PS: Strangely enough my favorite, and 2nd character in 3.5 was a monk. I did ok, until I forgot I was not a tank. The GM had some unlucky rolls which made me more confident than I should have been.

PS2:What happened to the OP? :)


I think the issue here is that people think some of us hate the monk. If I hated the monk I wouldn't be bothering to post because I wouldn't care. It is just that many people don't have fun playing someone who is 2nd or 3rd best or worse depending on the build at almost everything.
It makes it hard to get spotlight time, and be seen as a valuable member of the group. Now in some groups a GM will set things up so player Y can "be the man" at certain points in the game. I think that is cool. I have done it before, but I have had to do it for the monk more than any other class.


wraithstrike wrote:
I have had new people play wizards, sorcerers, and psions... but they still contributed some...

That is actually pretty close to my point. Many people seem to be saying: since the monk is not equal to the fighter with minimal knowledge of the game it is a waste of time, if it's not the best it is an anchor on the party, etc...

wraithstrike wrote:
... people who can play every other class reasonably well still suck at monks ...

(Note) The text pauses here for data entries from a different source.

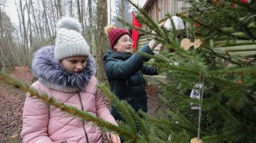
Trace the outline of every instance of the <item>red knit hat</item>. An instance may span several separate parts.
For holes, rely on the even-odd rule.
[[[116,28],[113,25],[106,26],[104,28],[105,33],[108,34],[109,40],[110,47],[113,49],[115,43],[117,40],[124,34],[129,34],[131,37],[130,33],[123,28]]]

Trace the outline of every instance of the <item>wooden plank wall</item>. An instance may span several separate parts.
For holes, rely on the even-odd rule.
[[[175,15],[177,13],[186,11],[188,4],[179,0],[156,0],[148,10],[148,13],[153,20],[158,22],[164,18],[164,15],[170,13]]]

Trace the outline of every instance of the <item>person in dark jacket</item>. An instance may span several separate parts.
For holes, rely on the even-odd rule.
[[[164,23],[159,24],[163,27]],[[104,57],[104,68],[110,84],[111,91],[120,100],[125,100],[136,112],[147,111],[147,98],[143,75],[157,75],[156,68],[147,66],[143,63],[150,59],[138,53],[131,54],[133,41],[129,32],[113,25],[105,27],[111,50]],[[152,40],[143,46],[139,51],[154,54],[152,50],[157,42]],[[116,109],[111,105],[111,113],[116,120],[124,121]]]

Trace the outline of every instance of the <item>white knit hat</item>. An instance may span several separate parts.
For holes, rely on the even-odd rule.
[[[57,35],[54,57],[58,61],[76,56],[89,56],[90,47],[81,34],[82,28],[78,20],[63,17],[56,24]]]

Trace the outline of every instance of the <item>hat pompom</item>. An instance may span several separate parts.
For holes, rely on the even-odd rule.
[[[82,26],[77,20],[69,17],[63,17],[56,24],[57,31],[61,28],[74,30],[81,33],[82,32]]]
[[[110,31],[115,29],[116,27],[115,27],[114,24],[111,24],[109,26],[107,26],[104,27],[104,33],[108,36],[108,34]]]

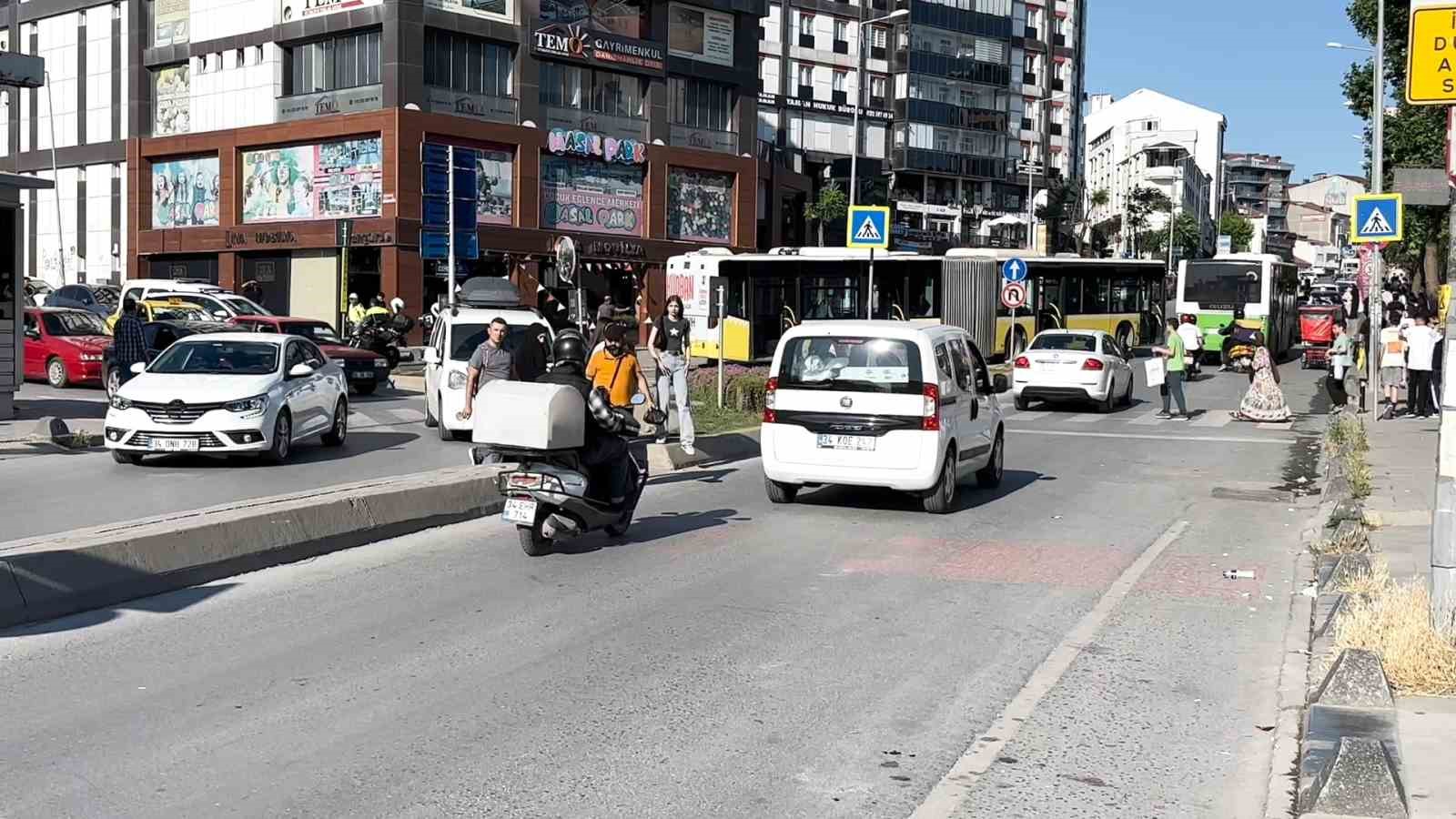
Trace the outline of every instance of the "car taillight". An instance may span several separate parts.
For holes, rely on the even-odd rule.
[[[920,388],[920,395],[925,396],[920,407],[920,428],[938,431],[941,428],[941,388],[927,383]]]

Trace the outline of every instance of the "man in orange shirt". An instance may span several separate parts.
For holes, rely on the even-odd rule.
[[[649,407],[657,407],[652,401],[652,389],[646,383],[646,375],[633,353],[623,342],[626,328],[620,324],[607,325],[606,345],[591,354],[587,363],[587,377],[591,386],[603,386],[613,407],[630,407],[632,395],[638,391],[646,396]]]

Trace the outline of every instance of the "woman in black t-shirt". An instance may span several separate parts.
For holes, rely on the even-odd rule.
[[[667,312],[652,325],[648,350],[657,361],[657,405],[667,412],[677,398],[677,436],[683,452],[693,455],[693,408],[687,398],[687,357],[692,353],[693,325],[683,316],[683,299],[667,297]],[[657,443],[667,443],[667,421],[657,428]]]

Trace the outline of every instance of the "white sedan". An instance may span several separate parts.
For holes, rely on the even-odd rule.
[[[118,463],[144,455],[253,452],[282,462],[293,444],[348,434],[348,382],[307,338],[218,332],[183,338],[111,398],[106,449]]]
[[[1133,354],[1099,329],[1045,329],[1012,366],[1018,410],[1032,401],[1093,401],[1104,412],[1133,402]]]

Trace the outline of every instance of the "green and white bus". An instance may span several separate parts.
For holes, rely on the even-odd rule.
[[[1229,254],[1178,265],[1178,315],[1197,316],[1203,348],[1227,361],[1232,341],[1219,331],[1242,310],[1261,322],[1275,360],[1299,341],[1299,268],[1271,254]]]

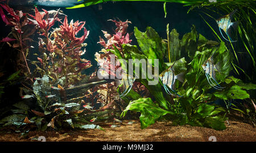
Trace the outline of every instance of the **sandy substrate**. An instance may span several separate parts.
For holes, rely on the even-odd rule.
[[[46,141],[209,141],[214,136],[217,141],[256,141],[256,131],[252,126],[239,121],[229,121],[230,125],[223,131],[188,125],[173,126],[171,122],[157,122],[146,129],[141,129],[139,121],[131,125],[123,121],[118,128],[110,128],[112,123],[96,123],[105,131],[87,130],[30,131],[26,138],[20,133],[1,132],[0,141],[38,141],[40,136]]]

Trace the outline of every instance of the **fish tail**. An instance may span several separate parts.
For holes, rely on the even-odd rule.
[[[218,87],[218,88],[225,88],[225,87],[221,87],[218,83],[218,82],[217,82],[217,80],[214,79],[214,78],[212,78],[212,79],[217,83],[217,86]]]
[[[228,40],[228,39],[226,39],[225,37],[224,37],[224,36],[223,36],[223,34],[222,34],[222,32],[221,32],[221,28],[218,28],[218,29],[220,29],[220,33],[221,33],[221,36],[222,36],[222,37],[225,39],[225,40],[226,40],[226,41],[229,41],[229,40]]]
[[[133,85],[130,85],[125,90],[125,91],[119,96],[119,97],[122,97],[125,96],[130,92],[131,89]]]
[[[177,75],[177,79],[179,81],[180,81],[181,82],[184,82],[184,75],[185,75],[185,73],[181,73],[180,74],[179,74],[178,75]]]
[[[216,84],[214,84],[214,83],[213,83],[214,86],[212,84],[212,82],[210,80],[210,79],[209,79],[209,76],[207,75],[207,73],[205,73],[205,75],[207,76],[207,80],[208,81],[208,83],[209,83],[209,84],[210,84],[210,86],[213,87],[214,89],[216,89],[216,90],[221,90],[221,89],[219,89],[218,88],[216,87],[216,86],[215,86]],[[212,83],[210,82],[211,82]]]
[[[229,35],[228,35],[228,33],[226,33],[226,35],[228,36],[228,37],[229,37],[229,38],[230,39],[230,40],[226,39],[223,36],[222,32],[221,32],[221,28],[219,27],[218,29],[220,29],[220,33],[221,33],[221,36],[222,36],[222,37],[223,37],[225,40],[226,40],[226,41],[230,41],[230,42],[236,42],[236,41],[237,41],[236,40],[236,41],[233,41],[232,39],[231,39],[231,37],[229,37]]]
[[[168,89],[167,87],[166,87],[166,84],[163,85],[164,90],[166,90],[166,92],[167,93],[167,94],[174,96],[176,96],[176,97],[182,97],[183,95],[180,96],[178,94],[177,94],[177,92],[175,92],[175,90],[172,90],[172,88],[171,88],[171,90],[174,92],[175,93],[175,94],[172,94],[171,93],[171,92],[169,91],[169,90]]]

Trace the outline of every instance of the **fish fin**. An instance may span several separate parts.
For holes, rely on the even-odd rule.
[[[171,90],[172,90],[172,91],[173,91],[174,93],[175,93],[175,94],[172,94],[171,93],[171,92],[169,91],[169,90],[168,89],[168,87],[166,87],[166,84],[164,84],[163,86],[164,86],[164,90],[165,90],[166,93],[167,93],[168,95],[172,95],[172,96],[176,96],[176,97],[182,97],[182,96],[183,96],[183,95],[182,95],[182,96],[179,95],[178,94],[177,94],[177,92],[176,92],[176,91],[175,91],[175,90],[172,90],[172,88],[171,88]]]
[[[230,13],[229,14],[229,17],[230,18],[230,20],[232,19],[233,15],[234,15],[234,14],[236,13],[236,12],[237,11],[237,9],[236,9],[236,10],[234,10],[233,12],[230,12]]]
[[[181,73],[178,75],[177,75],[177,79],[180,81],[181,82],[184,82],[184,81],[185,80],[184,76],[185,73],[184,72]]]
[[[239,22],[238,21],[236,21],[231,23],[231,26],[232,26],[234,30],[237,29],[237,27],[238,27],[238,23]]]
[[[229,36],[229,35],[228,35],[228,33],[226,33],[226,35],[228,36],[228,37],[229,37],[229,39],[230,39],[230,40],[226,39],[225,37],[224,37],[224,36],[223,36],[222,32],[221,32],[221,28],[219,27],[218,28],[219,28],[219,29],[220,29],[220,33],[221,33],[221,36],[222,36],[222,37],[223,37],[225,40],[226,40],[226,41],[230,41],[230,42],[233,42],[237,41],[233,41],[233,40],[231,39],[230,37]]]
[[[214,86],[213,86],[213,85],[211,83],[211,82],[212,82],[210,80],[209,76],[207,75],[207,73],[205,73],[205,75],[206,75],[206,76],[207,76],[207,80],[208,81],[208,83],[209,83],[209,84],[210,84],[210,86],[212,86],[212,87],[213,87],[214,89],[216,89],[216,90],[221,90],[221,89],[219,89],[219,88],[216,88],[216,87],[215,87],[215,84],[213,84],[214,85]]]
[[[125,90],[125,91],[119,96],[120,97],[124,97],[126,96],[126,95],[130,92],[131,89],[133,85],[130,86],[127,88]]]
[[[220,88],[225,88],[225,87],[221,87],[218,83],[218,82],[217,82],[217,80],[214,79],[214,78],[212,78],[212,79],[216,83],[216,84],[217,84],[217,86]]]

That is what I'm saying I haven't seen. The only people that I've ever seen in any edition that 'suck at monks' would not have done much better with any class. I don't think they had a 'decent understanding' of how the game works.

wraithstrike wrote:

... Once again I say, dont tell me the monk does not have issues, tell me why it does not suck. Telling me "not it doesn't" is not going to convince anyone.

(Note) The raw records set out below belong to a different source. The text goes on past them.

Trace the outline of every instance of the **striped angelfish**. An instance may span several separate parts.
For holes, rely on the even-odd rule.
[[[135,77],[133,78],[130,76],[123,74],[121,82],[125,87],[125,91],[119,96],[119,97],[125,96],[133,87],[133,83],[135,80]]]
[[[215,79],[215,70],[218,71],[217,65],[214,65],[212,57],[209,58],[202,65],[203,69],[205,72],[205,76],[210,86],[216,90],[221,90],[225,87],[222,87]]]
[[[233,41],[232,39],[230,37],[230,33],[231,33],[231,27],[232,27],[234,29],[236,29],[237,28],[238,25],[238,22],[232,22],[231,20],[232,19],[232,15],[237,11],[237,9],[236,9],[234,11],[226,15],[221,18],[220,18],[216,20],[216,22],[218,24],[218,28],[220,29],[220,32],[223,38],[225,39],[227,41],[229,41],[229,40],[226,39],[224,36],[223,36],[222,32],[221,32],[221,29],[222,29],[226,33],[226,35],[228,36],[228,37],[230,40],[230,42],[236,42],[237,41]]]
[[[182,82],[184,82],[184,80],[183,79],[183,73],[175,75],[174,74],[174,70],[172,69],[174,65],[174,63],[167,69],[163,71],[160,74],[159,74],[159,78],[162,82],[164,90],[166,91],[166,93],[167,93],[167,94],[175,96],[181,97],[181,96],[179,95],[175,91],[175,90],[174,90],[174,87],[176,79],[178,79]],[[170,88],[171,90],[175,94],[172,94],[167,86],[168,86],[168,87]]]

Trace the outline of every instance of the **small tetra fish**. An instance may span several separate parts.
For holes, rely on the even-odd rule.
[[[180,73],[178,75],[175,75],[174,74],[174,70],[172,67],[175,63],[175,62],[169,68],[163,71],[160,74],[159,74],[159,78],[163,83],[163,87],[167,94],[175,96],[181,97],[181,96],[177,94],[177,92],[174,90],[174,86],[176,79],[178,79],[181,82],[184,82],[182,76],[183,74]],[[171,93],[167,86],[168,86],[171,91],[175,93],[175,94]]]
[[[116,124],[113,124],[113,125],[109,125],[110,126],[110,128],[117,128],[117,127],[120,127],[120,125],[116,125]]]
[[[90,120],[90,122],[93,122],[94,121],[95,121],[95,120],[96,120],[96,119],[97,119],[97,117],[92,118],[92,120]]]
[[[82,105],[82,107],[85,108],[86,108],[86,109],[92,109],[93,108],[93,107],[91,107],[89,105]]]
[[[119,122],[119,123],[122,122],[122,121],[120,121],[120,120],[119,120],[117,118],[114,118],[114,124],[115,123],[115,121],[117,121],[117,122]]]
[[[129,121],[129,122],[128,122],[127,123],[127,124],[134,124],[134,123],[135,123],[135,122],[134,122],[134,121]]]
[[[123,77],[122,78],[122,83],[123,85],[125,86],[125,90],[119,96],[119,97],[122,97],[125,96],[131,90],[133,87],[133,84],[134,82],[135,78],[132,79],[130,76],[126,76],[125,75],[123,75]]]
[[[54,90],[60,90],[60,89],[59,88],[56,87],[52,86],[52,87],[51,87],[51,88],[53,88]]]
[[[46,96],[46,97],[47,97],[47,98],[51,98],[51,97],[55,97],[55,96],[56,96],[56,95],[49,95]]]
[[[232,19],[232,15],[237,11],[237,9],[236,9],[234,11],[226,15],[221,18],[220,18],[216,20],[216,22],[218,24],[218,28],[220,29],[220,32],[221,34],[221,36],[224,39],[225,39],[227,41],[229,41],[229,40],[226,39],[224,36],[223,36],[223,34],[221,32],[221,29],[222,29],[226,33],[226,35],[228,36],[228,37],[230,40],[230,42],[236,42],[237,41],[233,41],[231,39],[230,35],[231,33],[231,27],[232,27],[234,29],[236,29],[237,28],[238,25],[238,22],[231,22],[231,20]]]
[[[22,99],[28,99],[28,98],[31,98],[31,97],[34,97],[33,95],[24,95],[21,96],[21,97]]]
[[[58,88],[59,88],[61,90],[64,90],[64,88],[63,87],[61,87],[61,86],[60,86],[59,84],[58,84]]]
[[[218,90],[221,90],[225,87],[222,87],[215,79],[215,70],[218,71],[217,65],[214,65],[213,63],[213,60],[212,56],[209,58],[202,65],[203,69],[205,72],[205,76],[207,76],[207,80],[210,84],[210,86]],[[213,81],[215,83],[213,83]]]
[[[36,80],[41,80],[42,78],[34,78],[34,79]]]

Once again I refer you to this post-->click me

...

Once again, I'm not saying it doesn't have issues. I'm not trying to convince you it doesn't. I can follow the arguments and I even agree with many of them. I'm saying in actual play I've never seen any actual examples of it being as bad as many people say it is.


wraithstrike wrote:
2nd edition is not PF...

I agree. What I was trying to say is that I think back in 2nd edition they were much farther from power balance than they are now in PF. However, I see much more complaint about how they suck than ever before.

wraithstrike wrote:

... and I have yet to see anyone say how they play well, only that they do play well*.

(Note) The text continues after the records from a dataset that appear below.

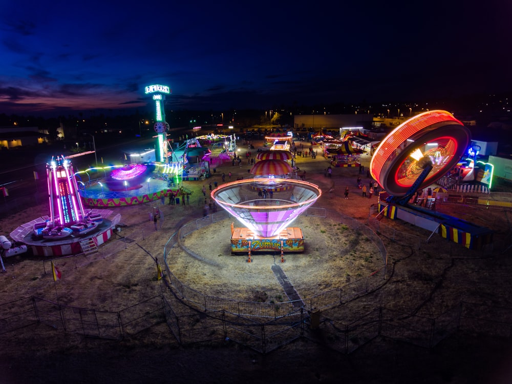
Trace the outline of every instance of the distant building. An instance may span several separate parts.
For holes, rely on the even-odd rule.
[[[42,144],[49,137],[37,127],[0,127],[0,148]]]

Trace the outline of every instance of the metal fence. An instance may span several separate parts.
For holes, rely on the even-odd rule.
[[[382,267],[370,276],[359,279],[333,291],[320,293],[306,300],[304,302],[306,310],[325,309],[339,305],[374,291],[383,284],[386,274],[387,251],[382,240],[371,228],[352,217],[324,208],[310,207],[303,214],[335,220],[360,232],[376,246],[382,261]],[[191,251],[187,250],[181,244],[181,239],[183,237],[200,228],[230,217],[227,212],[223,211],[193,220],[181,227],[167,240],[164,247],[164,259],[165,261],[165,269],[175,292],[182,299],[193,303],[202,310],[205,311],[226,311],[242,316],[269,318],[275,318],[289,313],[294,313],[297,306],[302,306],[303,300],[271,304],[240,301],[210,296],[183,284],[172,273],[167,262],[167,256],[173,247],[179,245],[185,252],[192,254]],[[196,258],[202,259],[200,255],[194,254],[193,256]]]
[[[179,314],[179,301],[165,294],[120,311],[72,307],[40,297],[25,297],[0,304],[0,335],[37,323],[87,337],[121,340],[165,322],[181,345],[236,342],[267,353],[305,337],[333,350],[350,353],[377,337],[431,348],[456,332],[512,337],[512,308],[461,301],[436,317],[380,307],[349,323],[340,316],[297,308],[269,319],[243,316],[225,310],[188,311]]]
[[[306,214],[330,217],[331,214],[310,208]],[[179,234],[176,232],[169,239],[164,255],[178,244],[180,235],[227,217],[224,212],[218,212],[188,223]],[[118,311],[62,305],[34,296],[22,298],[0,304],[0,314],[0,314],[0,335],[39,323],[88,337],[120,340],[164,322],[181,345],[236,342],[262,353],[303,337],[321,340],[333,350],[350,353],[378,336],[424,348],[432,348],[457,332],[512,336],[512,308],[464,301],[436,316],[388,308],[385,302],[350,322],[344,322],[348,318],[346,314],[335,311],[332,313],[336,314],[330,314],[328,309],[343,308],[343,305],[361,295],[378,289],[385,280],[387,261],[386,248],[374,231],[351,218],[335,214],[332,217],[372,239],[381,250],[385,267],[370,276],[313,296],[300,308],[294,307],[293,302],[256,303],[205,295],[182,284],[166,263],[165,281],[176,295],[165,290],[161,295]],[[377,230],[381,233],[387,230],[383,228],[381,224]],[[123,246],[122,238],[118,240],[117,247]],[[124,244],[126,247],[132,243]],[[93,260],[84,258],[80,262],[80,257],[76,257],[65,259],[65,265],[57,260],[65,268],[78,268]],[[51,272],[50,260],[29,265],[20,267],[14,272],[17,276]]]

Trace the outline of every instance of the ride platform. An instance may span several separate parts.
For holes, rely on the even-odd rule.
[[[248,228],[234,228],[231,224],[231,253],[250,252],[302,252],[304,235],[296,227],[285,228],[279,235],[264,237]]]

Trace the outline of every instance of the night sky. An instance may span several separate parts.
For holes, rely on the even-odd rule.
[[[512,89],[511,2],[332,3],[0,0],[0,113],[144,109],[155,84],[170,110]]]

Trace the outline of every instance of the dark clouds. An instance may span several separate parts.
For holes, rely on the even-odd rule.
[[[144,108],[151,84],[166,108],[216,110],[512,84],[508,2],[2,3],[7,113]]]

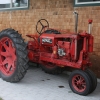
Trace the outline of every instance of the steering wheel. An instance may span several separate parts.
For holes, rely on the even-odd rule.
[[[42,26],[41,28],[39,26]],[[43,33],[43,30],[45,31],[45,29],[48,29],[49,28],[49,23],[46,19],[40,19],[38,22],[37,22],[37,25],[36,25],[36,31],[39,33],[39,34],[42,34]]]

*In this thread anyway ...

I (and others) have tried in other threads. I was either ignored, scoffed at, mis-quoted, told I had soft pitch GM's, or actually accused of lying. Not going through that again.

wraithstrike wrote:
... As for my experience with monks I have seen them played well, using splat books in 3.5 and PF. I have never seen a core monk played well when the GM was not holding back a lot ...

I have played with very few GM's that would hold back for any reason (other than the first few levels) let alone a weak character.

wraithstrike wrote:
... In those cases monk have struggled to have the spotlight or do anything of note ...

That is what I was saying surprises me. I've never seen that.

Shadow Lodge

Kydeem de'Morcaine wrote:
wraithstrike wrote:
2nd edition is not PF...
I agree. What I was trying to say is that I think back in 2nd edition they were much farther from power balance than they are now in PF. However, I see much more complaint about how they suck than ever before.

I just blame that on the Internet. =)


GurgleGutbuster wrote:


This game is about having fun, telling a kick-butt story, and exploring other worlds and other kinds of people. I think the Monk Class lets players do that just fine.

Let this be a lesson to everyone. Don't be fooled by pretty words. The OP when asked to bring objective evidence to support his case has not posted been able to do so.

I think I am done here unless the OP can return. If he is not willing to debate his own point why should anyone else.

PS:My question/observations are littered throughout this thread in case you do come back.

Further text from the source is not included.